Comment prendre en charge la santé, demande Médecins du monde, « quand tout l’environnement du patient lui dénie la capacité d’aller mieux18 » ? Comment demeurer en bonne santé quand « l’insalubrité du logement, la promiscuité » sont sources de maladies, quand ce sont les conditions de vie d’un enfant qui causent le saturnisme ou l’asthme ? « Le travail médical est indissociable de la prise en charge sociale19. » « C’est en prenant soin de la dimension sociale que l’on éradique la tuberculose » dit Didier Sicard, président du Comité consultatif national d’éthique, « pas seulement avec des vaccins ou des traitements anti-tuberculeux20 ».

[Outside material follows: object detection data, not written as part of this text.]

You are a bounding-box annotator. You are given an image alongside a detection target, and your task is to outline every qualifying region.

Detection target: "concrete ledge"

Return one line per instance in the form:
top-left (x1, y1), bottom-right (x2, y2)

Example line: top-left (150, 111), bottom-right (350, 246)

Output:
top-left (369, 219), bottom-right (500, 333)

Ces effets des disparités socio-économiques sur la santé et l’espérance de vie n’existent pas qu’aux extrêmes. Il existe un gradient socio-économique d’espérance de vie moyenne, dans les pays pauvres comme dans les pays riches, bien que l’importance des différences, et les causes principales de maladies et de mort ne soient souvent pas les mêmes dans les pays pauvres et les pays riches.

Dans notre pays aussi, la santé est plus fortement corrélée aux « déterminants sociaux » qu’aux « variables d’offres de soin » notait en 2002 le Haut comité de la santé publique. Et en 2006, la Commission nationale consultative des droits de l’homme21 soulignait que l’espérance de vie et l’état de santé suivent, dans notre pays plus qu’ailleurs en Europe, un fort gradient lié à des disparités socio-économiques à la fois régionales et professionnelles. Par exemple, un cadre supérieur de 35 ans a une espérance de vie supérieure de plus de 7 ans, en moyenne, à celle d’un ouvrier qualifié du même âge. Et ces inégalités se manifestent dès la naissance22.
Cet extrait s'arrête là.